I'm sure they'll be surprised.

4 Comments:

At 12/11/2006 9:38 PM, Anonymous Anonymous said...

This is a wonderful essay and I must say I wholeheartedly agree! I wish more people would look at feminism as a gender equality battle rather than woman superiority complex. Thanks for posting!

~R

 
At 3/30/2007 7:42 PM, Anonymous Anonymous said...

Goddamnit wemon...shut the up! you get trated equaly. you get the same jobs as me. your even more respected than men because without you we'd be nothing! iv never seen a man do anything that you whine about and were im from wemon get paid the exact goddamn same. hell wemon are even more respected here in the south. now i know what youv heard about things in the south and 99.9% of those things are completly untrue. so please for the love of god... SHUT UP!! it irritates me and everyone i know. men and wemon...or boys and girls since im only 14 years old. and dont think just because of my age that i dont know what im talking about. im not your average teen. 139 iq and about to go to lsmsa im very well educated and thought about it before i sent this... please for the love of god be quiet cause im tired of hearing about how you get mistreated because is total b/s!

 
At 4/05/2007 7:19 AM, Anonymous Tee said...

Anon, you are a stupid little boy. The fact that you feel entitled to come here and tell a woman what's what and to "SHUT UP" and "be quiet" just proves the need for feminists to speak up loud.

 
At 5/02/2007 4:50 PM, Anonymous Anonymous said...
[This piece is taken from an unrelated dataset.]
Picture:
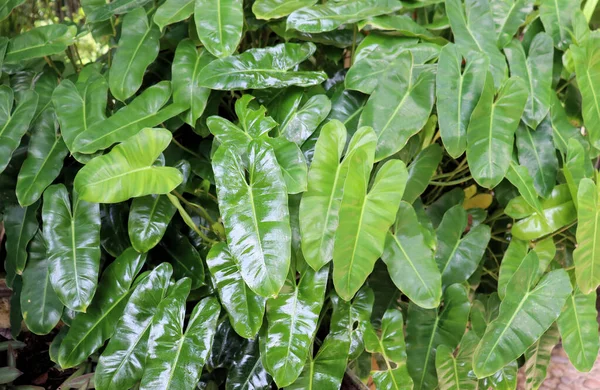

I do agree feminists should speak up loud. What brings me a grief is a contrast in women and men attitudes on that how women (with an essential aid from many men) came up with the invention of this ideology called 'Feminism' to actively follow their interests as a 'social class' defined based on their common interests while men, dispersed and un-united are still busy with their traditional inter-men class conflicts (such as nationalism, religion and economical conflicts) and with their traditional upbringing that manipulates them into thinking they are responsible to support and protect women hence feeding feminism to its extremes. Feminism as a social movement has enjoyed a big deal of man-bashing by inventing fake historical notes about how the traditional social institution, the so called 'Patriarchy', favored men over women, about how men enjoyed their life in such societies and, on completely ignoring men in their political agenda (while many stupid men are helping them on this: ignoring their own interests in favor of the women's interests!)

Feminism also proves another bitter fact that women are no better than men: again what men were traditionally wrongfully doing to other men now is done by women against men! It is another evidence that there is no hope for humanity: men and women are equally bad!

If you think I do hope that someday with the eventually inevitable decline in the current popularity of Feminism or, with an upcoming of a 'masculinist' movement things will get better, you are awfully wrong. Selfishness is a biological property of humans (like other animals). This fact includes both men and women! Things will get different but certainly not better!